The world’s first AI-controlled forest machine trained in Umeå

For the first time, scientists have succeeded in creating a self-driving forest machine controlled by artificial intelligence. In a research study at Umeå University, an AI system was developed that can operate the 16-ton machine without human intervention. The study has been carried out in collaboration with Skogforsk and Algoryx Simulation. Umeå University writes this in a press release.

AI control of robots requires large amounts of training data, which is costly and risky when it comes to heavy machines. Pre-training in a simulated environment solves this, but there is always some discrepancy with reality. A research study at Umeå University shows that this obstacle can be overcome also for large and complex systems.

Viktor Wiberg

Viktor Wiberg, researcher at Algoryx Simulation and former doctoral student at Umeå University. Image. Photo: Viktor Wiberg.

At Skogforsk’s test site in Jälla outside Uppsala, the first successful trials have been carried out. In the tests, an AI was given the task to control a heavy forest machine, navigate over various obstacles, and follow a planned route. The AI ​​had been trained in advance on Umeå University’s supercomputer in several million training steps.

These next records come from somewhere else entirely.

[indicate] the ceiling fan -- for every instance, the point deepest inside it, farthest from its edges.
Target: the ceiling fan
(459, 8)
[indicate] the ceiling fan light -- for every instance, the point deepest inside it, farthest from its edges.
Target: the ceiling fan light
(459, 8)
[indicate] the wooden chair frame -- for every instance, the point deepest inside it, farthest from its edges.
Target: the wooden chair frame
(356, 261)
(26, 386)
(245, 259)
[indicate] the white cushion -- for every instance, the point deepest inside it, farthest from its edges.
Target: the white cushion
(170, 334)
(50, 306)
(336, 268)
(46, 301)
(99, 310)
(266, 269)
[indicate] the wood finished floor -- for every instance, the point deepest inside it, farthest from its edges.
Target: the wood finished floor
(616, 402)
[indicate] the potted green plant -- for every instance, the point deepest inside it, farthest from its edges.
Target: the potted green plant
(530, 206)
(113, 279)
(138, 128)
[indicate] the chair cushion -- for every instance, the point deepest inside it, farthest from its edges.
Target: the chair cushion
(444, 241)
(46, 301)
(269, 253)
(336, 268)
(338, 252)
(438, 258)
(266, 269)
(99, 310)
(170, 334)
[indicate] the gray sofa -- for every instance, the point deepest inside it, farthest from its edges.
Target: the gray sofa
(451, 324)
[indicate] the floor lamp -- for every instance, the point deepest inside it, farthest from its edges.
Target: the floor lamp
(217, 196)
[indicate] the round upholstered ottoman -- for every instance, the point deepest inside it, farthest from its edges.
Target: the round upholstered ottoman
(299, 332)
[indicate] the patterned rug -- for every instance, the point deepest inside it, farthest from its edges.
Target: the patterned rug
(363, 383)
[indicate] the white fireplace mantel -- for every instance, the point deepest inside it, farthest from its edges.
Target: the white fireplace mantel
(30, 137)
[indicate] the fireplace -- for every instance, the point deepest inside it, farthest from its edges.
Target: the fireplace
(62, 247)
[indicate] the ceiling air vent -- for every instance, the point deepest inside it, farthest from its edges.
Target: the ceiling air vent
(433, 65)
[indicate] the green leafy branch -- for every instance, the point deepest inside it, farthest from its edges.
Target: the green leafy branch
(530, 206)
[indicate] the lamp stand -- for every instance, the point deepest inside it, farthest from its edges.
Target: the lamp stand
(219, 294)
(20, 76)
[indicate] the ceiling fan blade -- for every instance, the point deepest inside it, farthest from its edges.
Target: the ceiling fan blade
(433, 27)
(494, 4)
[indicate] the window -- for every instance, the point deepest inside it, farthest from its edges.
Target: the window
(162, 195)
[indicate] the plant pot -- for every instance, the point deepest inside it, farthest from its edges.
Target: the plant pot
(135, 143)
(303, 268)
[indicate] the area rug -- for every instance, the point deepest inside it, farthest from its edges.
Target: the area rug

“The results show that it is possible to transfer AI control to a physical forest machine after first training it in a simulated environment,” says Viktor Wiberg, researcher at Algoryx Simulation, whose doctoral thesis at Umeå University forms the basis of the work.

This is the first time that someone has succeeded in demonstrating autonomous control of a machine as complex as a forestry machine using AI.

The research study has been published in two articles and will be presented during the world congress in forest research, IUFRO, in Stockholm.